All the additional information, such as information on leaves of absences puts you into dicey privacy issues. While the organizers are probably thinking along the lines of seeing how having a baby impacts one’s career, people take leaves of absence for many other medical and personal reasons. Google would be wise to keep limits that could possibly expose confidential medical issues.

3. A publicly disclosed sexual harassment transparency report.

This sounds great! After all, this walkout was prompted by the $90 million severance package paid out to Andy Rubin, after he was accused of sexual harassment. Google admitted Rubin wasn’t the only person to leave–48 other people have been fired for sexual misconduct over the past two years.

However, if you start to include names on this report, you’ll find people far less willing to simply take severance packages and walk away. Rubin claims he’s innocent. Naturally, given his status, his departure was never going to remain confidential. A junior-level person, though, may not be willing to walk away quietly without a fight. And that means accusers’ names will come out as well. They would be wise to think through unintended consequences. 

If your goal is to punish and shame, transparent harassment reports are the way to go. If your goal is to get the harassers out of the company, confidentiality may be better. 

4. A clear, uniform, globally inclusive process for reporting sexual misconduct.

This demand is something every company, big or small, should implement. It should be simple for any employee, intern, or contractor, to file a complaint. There’s no reason a technologically advanced company like Google shouldn’t have this up and running.

That said, a reporting tool is only as good as the people using it. And it’s critical that all reports are thoroughly investigated.

5. Promote the Chief Diversity Officer to answer directly to the CEO  and appoint an Employee Representative to the Board.

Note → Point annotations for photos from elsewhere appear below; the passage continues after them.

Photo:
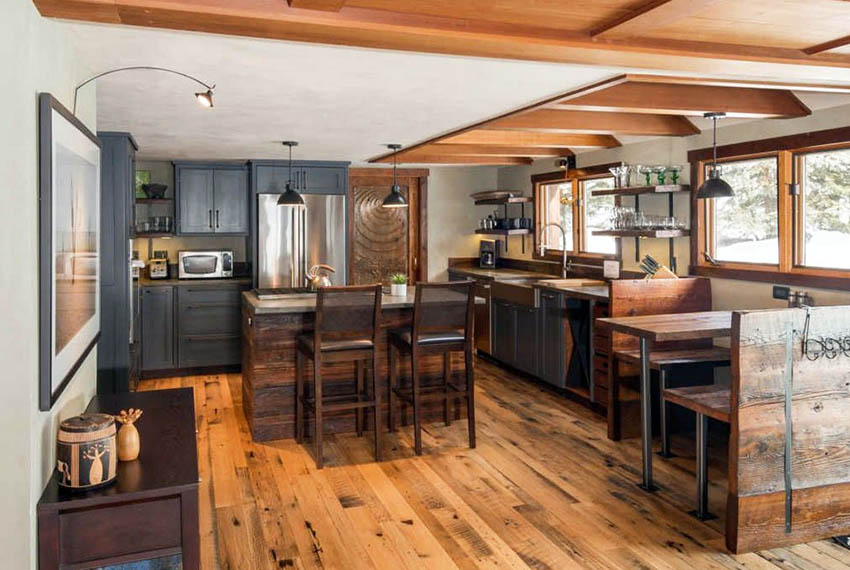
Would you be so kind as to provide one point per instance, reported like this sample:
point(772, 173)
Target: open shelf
point(637, 190)
point(153, 200)
point(660, 233)
point(501, 201)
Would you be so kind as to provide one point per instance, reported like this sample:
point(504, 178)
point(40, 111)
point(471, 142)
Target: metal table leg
point(646, 416)
point(701, 511)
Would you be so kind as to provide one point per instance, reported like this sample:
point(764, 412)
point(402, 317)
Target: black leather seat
point(430, 338)
point(339, 344)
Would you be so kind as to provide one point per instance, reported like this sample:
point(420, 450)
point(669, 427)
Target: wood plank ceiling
point(593, 116)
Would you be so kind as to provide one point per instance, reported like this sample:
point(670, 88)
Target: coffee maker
point(489, 251)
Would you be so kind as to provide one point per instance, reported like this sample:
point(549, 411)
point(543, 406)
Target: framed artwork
point(69, 244)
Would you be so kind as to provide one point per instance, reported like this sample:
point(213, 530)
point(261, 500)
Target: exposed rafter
point(609, 123)
point(691, 100)
point(533, 139)
point(650, 15)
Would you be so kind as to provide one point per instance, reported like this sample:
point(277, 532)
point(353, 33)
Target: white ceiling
point(340, 103)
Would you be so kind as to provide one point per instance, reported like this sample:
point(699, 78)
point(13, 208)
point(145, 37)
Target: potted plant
point(398, 285)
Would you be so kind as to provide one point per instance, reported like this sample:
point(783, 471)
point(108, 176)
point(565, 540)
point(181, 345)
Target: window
point(789, 220)
point(746, 225)
point(824, 209)
point(557, 207)
point(598, 211)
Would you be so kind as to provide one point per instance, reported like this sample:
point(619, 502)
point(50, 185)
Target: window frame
point(573, 177)
point(789, 151)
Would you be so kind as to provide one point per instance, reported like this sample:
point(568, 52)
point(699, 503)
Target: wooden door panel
point(380, 235)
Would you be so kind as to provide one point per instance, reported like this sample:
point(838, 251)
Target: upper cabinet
point(314, 177)
point(211, 198)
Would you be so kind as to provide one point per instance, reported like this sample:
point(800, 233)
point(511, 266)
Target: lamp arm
point(148, 67)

These are demands that sound good on paper, but aren’t really something that plays out. A Chief Diversity Officer doesn’t have an equivalent role to the Chief Marketing Officer or the Chief Financial Officer. Elevating the position doesn’t change that. It’s important to remember the goal of the business is to be profitable–not to be diverse. And, for what it’s worth, universities have found that pouring money into diversity officers don’t actually increase faculty diversity. What does work is encouraging minorities to enroll in Ph.D. programs. 

Likewise, Google doesn’t create the tech ready workforce. The universities do. And the universities don’t create students ready to learn, the public schools do. If Google were interested in increasing minority representation they would put money into public schools. 

In a company the size of Google, an employee representative won’t be the solution that they expect. A single person to represent the employees is something that signals virtue but doesn’t likely help anything.

Even if Google concedes to all these demands (which they won’t) the changes will be superficial.